Berlin Buzzwords 2025

Reproducibility in Embedding Benchmarks
2025-06-16 , Frannz Salon

Reproducibility in embedding benchmarks is challenging, especially with embedding models that are instruction-tuned and increasingly large. Learn how MTEB tackles prompt variability, scaling issues, and large datasets to ensure fair and consistent evaluations, setting a standard for benchmarking in embeddings.


Reproducibility in embedding benchmarks is no small feat. Prompt variability, growing computational demands, and evolving tasks make fair comparisons a challenge. The need for robust benchmarking has never been greater.

The Massive Text Embedding Benchmark (MTEB) addresses these challenges with a standardized, open-source framework for evaluating text embedding models. Covering diverse tasks like clustering, retrieval, and classification, MTEB ensures consistent and reproducible results. Extensions like MMTEB (multilingual) and MIEB (image) further expand its capabilities.

In this talk, we’ll explore the quirks and complexities of benchmarking embedding models, such as prompt sensitivity, scaling issues, and emergent behaviors. We’ll show how MTEB simplifies reproducibility, making it easier for researchers and industry practitioners to measure progress, choose the right models, and push the boundaries of embedding performance.


Tags:

Search, Store, Scale

Level:

Intermediate

My focus is on making AI systems usable, scalable, and maintainable. I'm currently a Staff Data Scientist at Zendesk QA, working on LLM-powered features that see millions of conversations a day.

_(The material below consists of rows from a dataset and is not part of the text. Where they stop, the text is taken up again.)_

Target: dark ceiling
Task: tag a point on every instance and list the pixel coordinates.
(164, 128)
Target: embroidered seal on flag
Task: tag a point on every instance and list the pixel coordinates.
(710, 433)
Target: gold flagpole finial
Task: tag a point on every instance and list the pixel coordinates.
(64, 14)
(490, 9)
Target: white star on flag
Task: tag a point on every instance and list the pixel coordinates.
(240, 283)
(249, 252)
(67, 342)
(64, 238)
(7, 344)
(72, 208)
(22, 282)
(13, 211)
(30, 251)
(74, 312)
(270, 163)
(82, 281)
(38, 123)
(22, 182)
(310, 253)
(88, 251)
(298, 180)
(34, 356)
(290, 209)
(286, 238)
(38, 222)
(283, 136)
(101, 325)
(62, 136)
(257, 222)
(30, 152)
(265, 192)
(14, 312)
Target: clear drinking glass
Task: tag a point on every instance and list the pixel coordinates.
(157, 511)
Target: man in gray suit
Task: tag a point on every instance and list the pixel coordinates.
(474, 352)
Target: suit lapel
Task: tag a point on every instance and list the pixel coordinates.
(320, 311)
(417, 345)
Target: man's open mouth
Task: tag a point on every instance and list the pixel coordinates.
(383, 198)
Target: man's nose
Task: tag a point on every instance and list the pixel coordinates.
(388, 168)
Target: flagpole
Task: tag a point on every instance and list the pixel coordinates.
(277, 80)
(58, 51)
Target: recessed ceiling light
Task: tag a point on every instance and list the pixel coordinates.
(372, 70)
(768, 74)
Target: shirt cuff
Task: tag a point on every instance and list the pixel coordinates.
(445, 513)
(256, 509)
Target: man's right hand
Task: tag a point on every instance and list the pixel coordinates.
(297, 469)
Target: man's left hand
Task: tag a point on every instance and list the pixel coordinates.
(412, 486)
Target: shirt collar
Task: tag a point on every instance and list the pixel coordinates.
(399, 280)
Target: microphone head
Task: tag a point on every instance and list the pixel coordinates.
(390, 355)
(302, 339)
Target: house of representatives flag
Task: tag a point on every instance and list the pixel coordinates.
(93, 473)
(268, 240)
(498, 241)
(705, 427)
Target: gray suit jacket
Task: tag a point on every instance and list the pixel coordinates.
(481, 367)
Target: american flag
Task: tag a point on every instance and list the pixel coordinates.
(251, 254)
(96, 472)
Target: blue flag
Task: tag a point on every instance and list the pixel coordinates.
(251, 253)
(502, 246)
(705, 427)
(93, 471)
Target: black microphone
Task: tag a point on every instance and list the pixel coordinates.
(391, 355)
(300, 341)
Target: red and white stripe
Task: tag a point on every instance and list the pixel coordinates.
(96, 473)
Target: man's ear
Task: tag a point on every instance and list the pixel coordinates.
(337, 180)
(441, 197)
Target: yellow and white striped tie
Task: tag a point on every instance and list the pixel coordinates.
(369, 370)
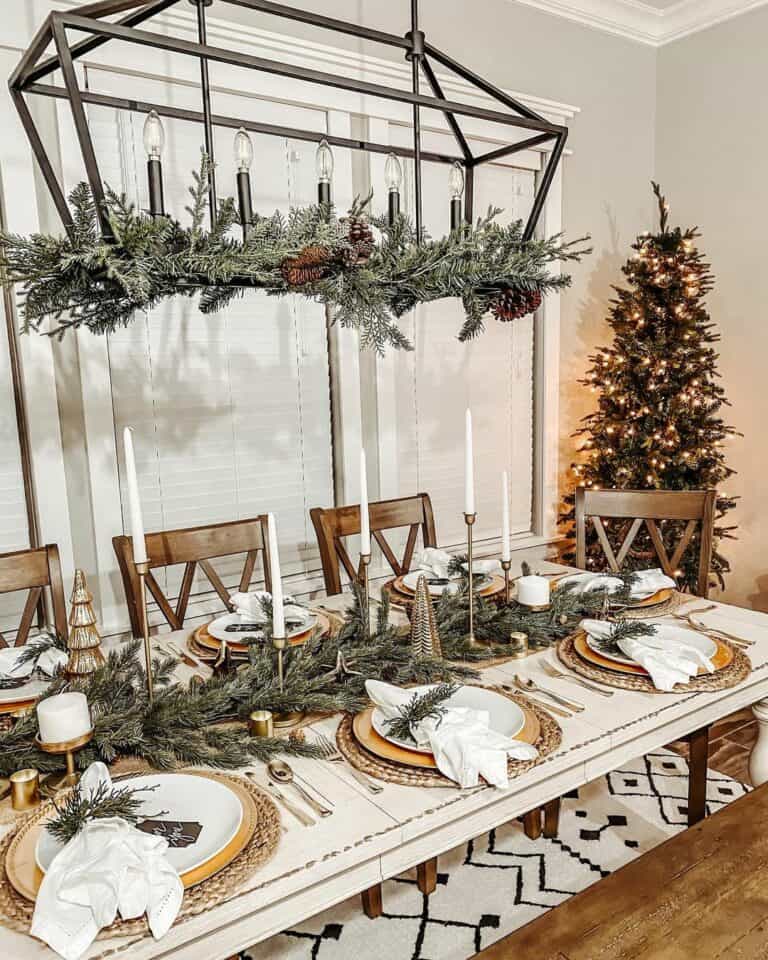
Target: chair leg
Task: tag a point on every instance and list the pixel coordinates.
(426, 876)
(532, 824)
(373, 905)
(552, 818)
(698, 757)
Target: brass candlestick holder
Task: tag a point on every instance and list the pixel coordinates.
(142, 569)
(506, 566)
(469, 519)
(362, 576)
(69, 748)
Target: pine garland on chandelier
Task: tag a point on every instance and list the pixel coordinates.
(84, 280)
(658, 424)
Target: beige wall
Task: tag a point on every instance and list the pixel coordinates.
(711, 148)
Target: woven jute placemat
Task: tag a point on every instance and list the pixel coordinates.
(549, 739)
(738, 670)
(16, 912)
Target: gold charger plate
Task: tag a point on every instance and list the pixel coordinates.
(495, 586)
(723, 657)
(25, 876)
(204, 639)
(367, 737)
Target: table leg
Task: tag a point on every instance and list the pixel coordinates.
(373, 905)
(758, 760)
(426, 876)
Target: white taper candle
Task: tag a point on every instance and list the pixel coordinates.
(134, 503)
(365, 520)
(278, 611)
(469, 469)
(505, 551)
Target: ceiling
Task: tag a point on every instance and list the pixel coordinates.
(655, 22)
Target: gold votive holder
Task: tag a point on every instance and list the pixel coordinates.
(260, 724)
(518, 645)
(25, 789)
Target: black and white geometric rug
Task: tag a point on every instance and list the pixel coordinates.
(501, 880)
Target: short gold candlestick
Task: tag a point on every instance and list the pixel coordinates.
(69, 748)
(469, 519)
(506, 566)
(142, 569)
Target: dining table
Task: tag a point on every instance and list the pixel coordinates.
(374, 836)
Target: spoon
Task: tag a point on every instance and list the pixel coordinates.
(280, 770)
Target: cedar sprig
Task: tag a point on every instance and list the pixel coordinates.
(421, 706)
(80, 806)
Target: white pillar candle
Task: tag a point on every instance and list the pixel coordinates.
(63, 717)
(278, 612)
(505, 550)
(365, 520)
(469, 469)
(134, 503)
(533, 591)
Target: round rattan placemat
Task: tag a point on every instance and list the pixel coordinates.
(388, 770)
(16, 912)
(729, 676)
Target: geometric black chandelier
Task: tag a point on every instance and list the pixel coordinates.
(90, 21)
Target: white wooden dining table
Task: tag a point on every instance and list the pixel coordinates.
(371, 837)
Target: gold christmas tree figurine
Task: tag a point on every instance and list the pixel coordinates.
(84, 640)
(425, 640)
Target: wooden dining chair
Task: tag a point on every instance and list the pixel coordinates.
(649, 508)
(333, 525)
(695, 508)
(35, 570)
(194, 547)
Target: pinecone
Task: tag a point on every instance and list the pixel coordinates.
(514, 302)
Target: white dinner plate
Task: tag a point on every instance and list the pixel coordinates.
(505, 715)
(218, 627)
(30, 690)
(178, 796)
(691, 637)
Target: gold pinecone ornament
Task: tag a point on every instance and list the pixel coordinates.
(84, 639)
(425, 640)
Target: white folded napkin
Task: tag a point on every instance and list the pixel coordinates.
(647, 582)
(667, 655)
(464, 746)
(248, 606)
(50, 661)
(110, 867)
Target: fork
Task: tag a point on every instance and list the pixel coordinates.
(529, 685)
(557, 675)
(331, 752)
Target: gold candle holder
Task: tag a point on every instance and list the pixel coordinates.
(469, 519)
(260, 724)
(142, 569)
(69, 748)
(506, 566)
(25, 789)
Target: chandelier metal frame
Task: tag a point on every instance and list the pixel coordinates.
(34, 67)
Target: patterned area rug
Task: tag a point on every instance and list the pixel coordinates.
(501, 880)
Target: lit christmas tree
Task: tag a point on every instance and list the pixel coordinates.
(658, 423)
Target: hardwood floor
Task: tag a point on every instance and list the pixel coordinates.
(730, 742)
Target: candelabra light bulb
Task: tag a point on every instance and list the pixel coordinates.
(154, 136)
(393, 173)
(324, 162)
(243, 151)
(456, 181)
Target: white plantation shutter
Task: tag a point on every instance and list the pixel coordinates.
(230, 410)
(492, 375)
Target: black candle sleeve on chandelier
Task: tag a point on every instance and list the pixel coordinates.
(155, 181)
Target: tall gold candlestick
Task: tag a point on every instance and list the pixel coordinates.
(469, 519)
(506, 566)
(142, 569)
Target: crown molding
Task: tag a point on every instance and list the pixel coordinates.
(643, 22)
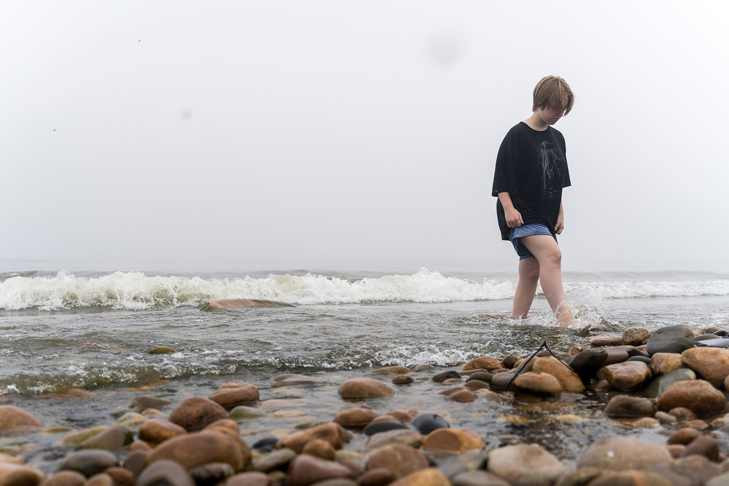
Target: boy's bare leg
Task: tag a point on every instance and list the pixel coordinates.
(547, 252)
(526, 287)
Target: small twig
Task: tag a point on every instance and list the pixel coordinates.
(544, 345)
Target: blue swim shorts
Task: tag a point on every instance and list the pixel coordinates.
(527, 230)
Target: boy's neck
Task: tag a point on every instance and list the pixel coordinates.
(535, 121)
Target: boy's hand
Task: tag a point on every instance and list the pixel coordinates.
(513, 218)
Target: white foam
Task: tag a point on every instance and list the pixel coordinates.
(137, 291)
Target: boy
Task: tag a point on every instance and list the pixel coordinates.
(531, 170)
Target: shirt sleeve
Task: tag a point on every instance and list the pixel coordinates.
(505, 171)
(566, 182)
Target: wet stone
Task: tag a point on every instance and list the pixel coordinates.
(703, 445)
(671, 339)
(636, 336)
(376, 477)
(305, 470)
(65, 478)
(355, 417)
(363, 388)
(120, 476)
(196, 413)
(250, 479)
(211, 474)
(697, 395)
(402, 380)
(478, 478)
(379, 427)
(135, 462)
(620, 453)
(167, 473)
(428, 422)
(277, 459)
(89, 462)
(527, 465)
(625, 406)
(399, 459)
(481, 375)
(662, 382)
(142, 403)
(445, 375)
(266, 444)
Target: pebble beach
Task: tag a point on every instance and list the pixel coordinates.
(453, 395)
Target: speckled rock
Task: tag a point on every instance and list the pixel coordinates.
(196, 413)
(362, 388)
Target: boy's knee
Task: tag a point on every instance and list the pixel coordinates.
(553, 257)
(530, 269)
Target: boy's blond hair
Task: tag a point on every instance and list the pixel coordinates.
(554, 92)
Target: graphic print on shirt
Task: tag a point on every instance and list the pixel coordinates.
(550, 161)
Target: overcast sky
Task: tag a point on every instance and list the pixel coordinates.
(355, 135)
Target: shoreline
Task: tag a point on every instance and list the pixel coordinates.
(561, 422)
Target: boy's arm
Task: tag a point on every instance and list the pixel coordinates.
(511, 214)
(559, 227)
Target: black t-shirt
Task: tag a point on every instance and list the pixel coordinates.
(532, 167)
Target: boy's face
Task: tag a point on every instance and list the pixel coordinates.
(550, 115)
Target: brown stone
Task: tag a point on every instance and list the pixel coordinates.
(330, 432)
(606, 340)
(462, 396)
(19, 475)
(627, 375)
(710, 363)
(703, 445)
(452, 440)
(541, 383)
(525, 465)
(682, 414)
(196, 413)
(319, 448)
(392, 370)
(625, 406)
(676, 450)
(355, 418)
(568, 379)
(635, 336)
(156, 431)
(249, 479)
(14, 418)
(376, 477)
(120, 476)
(402, 436)
(630, 478)
(399, 459)
(305, 470)
(64, 478)
(229, 398)
(404, 416)
(696, 395)
(683, 436)
(664, 363)
(621, 453)
(198, 448)
(482, 363)
(164, 472)
(424, 477)
(111, 439)
(361, 388)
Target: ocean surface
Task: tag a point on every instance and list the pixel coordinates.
(92, 330)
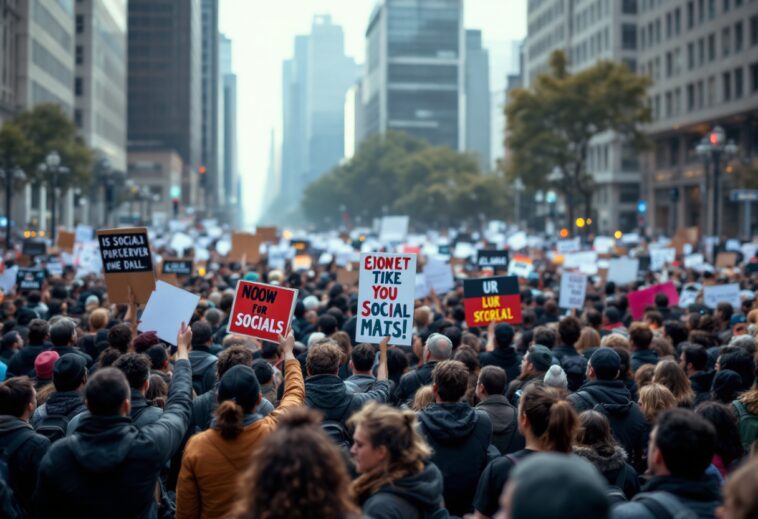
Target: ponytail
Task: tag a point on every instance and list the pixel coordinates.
(229, 419)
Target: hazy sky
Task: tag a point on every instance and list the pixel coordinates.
(263, 32)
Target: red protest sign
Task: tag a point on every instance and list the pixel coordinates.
(262, 311)
(492, 299)
(639, 299)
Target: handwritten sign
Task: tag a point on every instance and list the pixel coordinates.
(386, 293)
(489, 300)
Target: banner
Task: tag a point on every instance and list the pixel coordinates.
(386, 293)
(491, 299)
(261, 310)
(640, 299)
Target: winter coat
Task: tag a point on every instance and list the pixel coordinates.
(627, 422)
(23, 463)
(611, 463)
(640, 357)
(701, 497)
(108, 467)
(460, 439)
(504, 417)
(411, 382)
(412, 497)
(211, 464)
(505, 358)
(328, 394)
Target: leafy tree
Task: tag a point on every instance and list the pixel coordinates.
(550, 125)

Previously at Clarifai, I helped build and maintain multimodal retrieval systems in production. My background is in Aerospace Engineering and Machine Learning and I hold undergraduate (B.A.Sc in EngSci) and graduate (M.A.Sc) degrees from the University of Toronto.

In my spare time, I am a maintainer for MTEB, I like to see the world, and do a bit of swim/bike/run racing.